As such, treatment for Alzheimer’s generally focuses on managing symptoms and slowing the pace of decline.
As for dementia, given that it’s not a medical condition but rather a collection of symptoms, it is not fatal. How treatable a case of dementia may or may not depend a lot on its cause.
A person can live a long, full life with dementia if under proper care. By contrast, however, one in three seniors dies due to Alzheimer’s or other dementia-related condition.
This is greater than the number of people prostate cancer and breast cancer kill combined. Due to COVID-19, 2020 saw the number of deaths from Alzheimer’s or dementia jump by 17 percent.
Dementia is a collection of symptoms, whereas Alzheimer’s disease is a condition that causes those symptoms. You can have dementia without having Alzheimer’s; but, if you have Alzheimer’s, you can expect to have dementia.
Whether or not a full recovery is possible, help is available.

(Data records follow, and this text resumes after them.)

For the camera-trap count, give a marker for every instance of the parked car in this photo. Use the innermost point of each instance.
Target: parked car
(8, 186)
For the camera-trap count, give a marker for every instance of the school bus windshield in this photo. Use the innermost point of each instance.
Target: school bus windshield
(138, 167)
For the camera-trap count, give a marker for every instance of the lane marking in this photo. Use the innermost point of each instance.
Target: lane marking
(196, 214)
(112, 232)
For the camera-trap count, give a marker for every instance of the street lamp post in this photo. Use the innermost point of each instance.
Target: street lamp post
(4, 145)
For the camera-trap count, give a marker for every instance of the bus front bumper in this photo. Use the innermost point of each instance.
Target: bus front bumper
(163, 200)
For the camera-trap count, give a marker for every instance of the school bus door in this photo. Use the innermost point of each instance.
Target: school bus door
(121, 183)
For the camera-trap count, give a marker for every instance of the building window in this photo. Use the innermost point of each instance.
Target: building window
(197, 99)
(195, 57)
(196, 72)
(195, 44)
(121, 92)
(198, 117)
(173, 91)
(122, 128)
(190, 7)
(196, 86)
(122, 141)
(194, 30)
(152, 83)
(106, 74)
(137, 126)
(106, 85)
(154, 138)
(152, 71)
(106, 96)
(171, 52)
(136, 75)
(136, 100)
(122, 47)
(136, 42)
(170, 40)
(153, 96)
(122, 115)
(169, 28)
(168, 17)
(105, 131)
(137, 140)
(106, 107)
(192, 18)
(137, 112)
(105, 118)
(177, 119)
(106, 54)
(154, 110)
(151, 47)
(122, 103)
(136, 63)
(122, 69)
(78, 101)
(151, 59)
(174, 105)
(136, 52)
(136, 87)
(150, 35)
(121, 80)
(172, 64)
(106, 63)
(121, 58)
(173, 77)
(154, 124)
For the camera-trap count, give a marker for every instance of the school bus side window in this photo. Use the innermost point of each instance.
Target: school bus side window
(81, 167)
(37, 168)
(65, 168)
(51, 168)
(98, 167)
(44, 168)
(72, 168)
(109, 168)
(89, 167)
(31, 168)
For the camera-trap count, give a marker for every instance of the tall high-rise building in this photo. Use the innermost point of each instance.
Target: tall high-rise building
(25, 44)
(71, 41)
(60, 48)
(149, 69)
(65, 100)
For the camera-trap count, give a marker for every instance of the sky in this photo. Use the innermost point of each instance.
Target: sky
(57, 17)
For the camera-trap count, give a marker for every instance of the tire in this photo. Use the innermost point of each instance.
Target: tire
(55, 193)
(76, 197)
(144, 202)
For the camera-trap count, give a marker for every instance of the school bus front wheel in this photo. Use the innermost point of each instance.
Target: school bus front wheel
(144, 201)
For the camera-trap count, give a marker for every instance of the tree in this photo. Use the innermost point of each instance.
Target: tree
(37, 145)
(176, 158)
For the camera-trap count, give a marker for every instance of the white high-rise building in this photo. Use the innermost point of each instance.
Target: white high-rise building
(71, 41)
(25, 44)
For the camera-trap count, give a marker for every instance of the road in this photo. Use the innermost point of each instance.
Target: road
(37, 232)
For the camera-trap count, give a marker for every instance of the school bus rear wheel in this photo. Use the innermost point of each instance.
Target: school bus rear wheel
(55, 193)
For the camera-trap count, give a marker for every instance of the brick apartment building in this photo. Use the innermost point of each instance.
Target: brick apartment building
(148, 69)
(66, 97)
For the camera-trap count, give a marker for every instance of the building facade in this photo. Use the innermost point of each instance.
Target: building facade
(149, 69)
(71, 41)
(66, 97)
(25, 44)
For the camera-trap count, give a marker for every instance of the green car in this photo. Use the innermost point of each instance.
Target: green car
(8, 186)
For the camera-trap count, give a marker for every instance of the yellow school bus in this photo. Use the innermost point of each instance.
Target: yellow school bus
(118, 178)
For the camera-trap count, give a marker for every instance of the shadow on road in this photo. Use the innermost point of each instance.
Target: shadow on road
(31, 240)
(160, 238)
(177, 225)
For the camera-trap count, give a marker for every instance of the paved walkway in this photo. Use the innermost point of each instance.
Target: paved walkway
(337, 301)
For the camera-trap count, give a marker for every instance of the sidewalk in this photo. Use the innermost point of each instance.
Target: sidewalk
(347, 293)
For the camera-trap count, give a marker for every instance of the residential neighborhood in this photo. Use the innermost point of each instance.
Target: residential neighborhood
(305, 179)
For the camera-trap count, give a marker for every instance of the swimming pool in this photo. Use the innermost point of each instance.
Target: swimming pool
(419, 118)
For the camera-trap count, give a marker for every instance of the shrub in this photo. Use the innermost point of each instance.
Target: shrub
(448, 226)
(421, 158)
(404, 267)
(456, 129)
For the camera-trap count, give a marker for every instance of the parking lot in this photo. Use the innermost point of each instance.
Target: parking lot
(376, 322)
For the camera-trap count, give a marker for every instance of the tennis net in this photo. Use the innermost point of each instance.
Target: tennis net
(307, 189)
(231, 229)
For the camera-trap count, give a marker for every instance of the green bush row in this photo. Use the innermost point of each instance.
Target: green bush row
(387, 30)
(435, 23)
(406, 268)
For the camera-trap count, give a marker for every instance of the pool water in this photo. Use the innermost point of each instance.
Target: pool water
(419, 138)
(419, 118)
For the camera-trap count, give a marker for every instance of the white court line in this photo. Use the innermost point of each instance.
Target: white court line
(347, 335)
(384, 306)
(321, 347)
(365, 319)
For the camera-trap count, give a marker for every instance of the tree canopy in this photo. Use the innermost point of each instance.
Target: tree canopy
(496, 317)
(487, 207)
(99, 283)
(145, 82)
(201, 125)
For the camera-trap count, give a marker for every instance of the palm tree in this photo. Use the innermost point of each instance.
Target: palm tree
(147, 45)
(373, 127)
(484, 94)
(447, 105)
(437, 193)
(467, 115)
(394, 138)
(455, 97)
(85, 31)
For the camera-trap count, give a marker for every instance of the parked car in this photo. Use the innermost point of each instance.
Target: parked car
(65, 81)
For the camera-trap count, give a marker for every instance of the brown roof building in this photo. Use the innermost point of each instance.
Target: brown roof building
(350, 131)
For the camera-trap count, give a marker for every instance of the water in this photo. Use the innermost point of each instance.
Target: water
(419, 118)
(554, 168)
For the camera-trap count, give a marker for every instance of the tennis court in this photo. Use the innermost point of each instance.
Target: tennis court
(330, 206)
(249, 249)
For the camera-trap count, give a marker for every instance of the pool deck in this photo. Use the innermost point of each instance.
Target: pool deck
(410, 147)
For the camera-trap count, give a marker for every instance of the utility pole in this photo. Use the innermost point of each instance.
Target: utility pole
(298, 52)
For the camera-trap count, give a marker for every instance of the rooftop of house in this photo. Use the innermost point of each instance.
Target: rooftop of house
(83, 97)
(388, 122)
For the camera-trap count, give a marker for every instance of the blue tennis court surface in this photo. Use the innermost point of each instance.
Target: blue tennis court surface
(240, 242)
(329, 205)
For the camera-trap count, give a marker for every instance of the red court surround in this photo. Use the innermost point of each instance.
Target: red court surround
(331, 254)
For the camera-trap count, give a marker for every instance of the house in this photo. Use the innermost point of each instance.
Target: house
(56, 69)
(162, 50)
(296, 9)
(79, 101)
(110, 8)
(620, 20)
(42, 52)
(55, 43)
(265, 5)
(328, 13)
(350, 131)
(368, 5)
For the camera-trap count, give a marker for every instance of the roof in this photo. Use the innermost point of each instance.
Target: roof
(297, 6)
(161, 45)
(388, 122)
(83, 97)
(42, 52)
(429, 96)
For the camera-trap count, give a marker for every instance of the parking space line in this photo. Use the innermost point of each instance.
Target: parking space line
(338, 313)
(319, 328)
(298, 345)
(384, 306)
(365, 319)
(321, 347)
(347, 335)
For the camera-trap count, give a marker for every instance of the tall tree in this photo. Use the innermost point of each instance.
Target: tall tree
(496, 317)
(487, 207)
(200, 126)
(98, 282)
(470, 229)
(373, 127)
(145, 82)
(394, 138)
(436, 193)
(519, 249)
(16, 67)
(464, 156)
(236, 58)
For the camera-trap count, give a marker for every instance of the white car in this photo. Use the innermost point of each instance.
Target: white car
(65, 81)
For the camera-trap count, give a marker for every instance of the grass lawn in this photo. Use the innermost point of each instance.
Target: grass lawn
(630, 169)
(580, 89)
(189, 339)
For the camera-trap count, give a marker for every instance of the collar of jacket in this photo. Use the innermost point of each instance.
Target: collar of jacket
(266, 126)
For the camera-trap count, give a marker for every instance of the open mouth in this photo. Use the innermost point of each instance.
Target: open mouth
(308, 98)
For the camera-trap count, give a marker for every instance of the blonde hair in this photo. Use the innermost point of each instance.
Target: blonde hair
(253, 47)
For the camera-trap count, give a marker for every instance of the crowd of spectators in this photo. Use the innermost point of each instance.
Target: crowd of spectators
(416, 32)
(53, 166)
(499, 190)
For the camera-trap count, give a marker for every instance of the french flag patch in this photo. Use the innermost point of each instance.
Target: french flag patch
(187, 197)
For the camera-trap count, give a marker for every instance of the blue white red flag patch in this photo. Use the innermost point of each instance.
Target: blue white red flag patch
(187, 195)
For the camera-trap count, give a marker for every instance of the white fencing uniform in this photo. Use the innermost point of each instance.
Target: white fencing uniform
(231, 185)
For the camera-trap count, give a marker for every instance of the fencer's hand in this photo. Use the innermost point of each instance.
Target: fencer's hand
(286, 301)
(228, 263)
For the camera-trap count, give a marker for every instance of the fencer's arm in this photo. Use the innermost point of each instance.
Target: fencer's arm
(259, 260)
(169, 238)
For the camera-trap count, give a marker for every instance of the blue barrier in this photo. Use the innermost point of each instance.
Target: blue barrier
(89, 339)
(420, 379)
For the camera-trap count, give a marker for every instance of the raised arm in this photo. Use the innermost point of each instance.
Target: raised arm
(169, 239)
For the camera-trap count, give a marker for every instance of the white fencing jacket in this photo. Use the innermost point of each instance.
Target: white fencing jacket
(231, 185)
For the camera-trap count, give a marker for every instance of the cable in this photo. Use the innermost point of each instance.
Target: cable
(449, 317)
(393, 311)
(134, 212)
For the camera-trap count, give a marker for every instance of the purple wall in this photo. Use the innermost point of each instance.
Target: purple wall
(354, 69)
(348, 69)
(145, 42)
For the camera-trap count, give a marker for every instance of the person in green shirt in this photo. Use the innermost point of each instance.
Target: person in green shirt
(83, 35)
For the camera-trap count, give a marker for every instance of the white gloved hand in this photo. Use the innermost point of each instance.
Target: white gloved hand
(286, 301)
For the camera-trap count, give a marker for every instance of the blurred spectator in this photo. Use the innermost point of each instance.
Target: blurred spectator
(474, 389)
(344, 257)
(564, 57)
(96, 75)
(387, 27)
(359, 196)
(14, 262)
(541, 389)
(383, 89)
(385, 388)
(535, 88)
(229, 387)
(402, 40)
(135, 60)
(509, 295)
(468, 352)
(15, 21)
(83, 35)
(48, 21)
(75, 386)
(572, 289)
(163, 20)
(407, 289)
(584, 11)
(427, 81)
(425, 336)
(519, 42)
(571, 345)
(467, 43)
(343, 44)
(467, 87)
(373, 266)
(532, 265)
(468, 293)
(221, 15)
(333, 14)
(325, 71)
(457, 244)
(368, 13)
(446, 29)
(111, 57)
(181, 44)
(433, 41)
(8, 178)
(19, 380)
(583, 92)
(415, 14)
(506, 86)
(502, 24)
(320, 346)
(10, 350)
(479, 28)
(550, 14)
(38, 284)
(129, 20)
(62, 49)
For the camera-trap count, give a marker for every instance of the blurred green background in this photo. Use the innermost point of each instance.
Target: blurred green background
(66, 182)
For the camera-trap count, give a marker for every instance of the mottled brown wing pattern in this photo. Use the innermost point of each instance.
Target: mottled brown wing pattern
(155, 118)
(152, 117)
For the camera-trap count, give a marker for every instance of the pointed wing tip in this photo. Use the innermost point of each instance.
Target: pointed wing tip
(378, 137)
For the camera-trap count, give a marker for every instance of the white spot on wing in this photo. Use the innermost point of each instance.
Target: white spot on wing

You don’t have to go through Alzheimer’s or dementia alone.
Now that you know what is the difference between dementia and Alzheimer’s, if you or anyone you know is experiencing any symptoms of Alzheimer’s or dementia, contact your doctor immediately for an evaluation.
Similarly, if you possess any of the risk factors for either one, contact your doctor to discuss how you can reduce your risk of developing it or slow its progress if it’s incurable.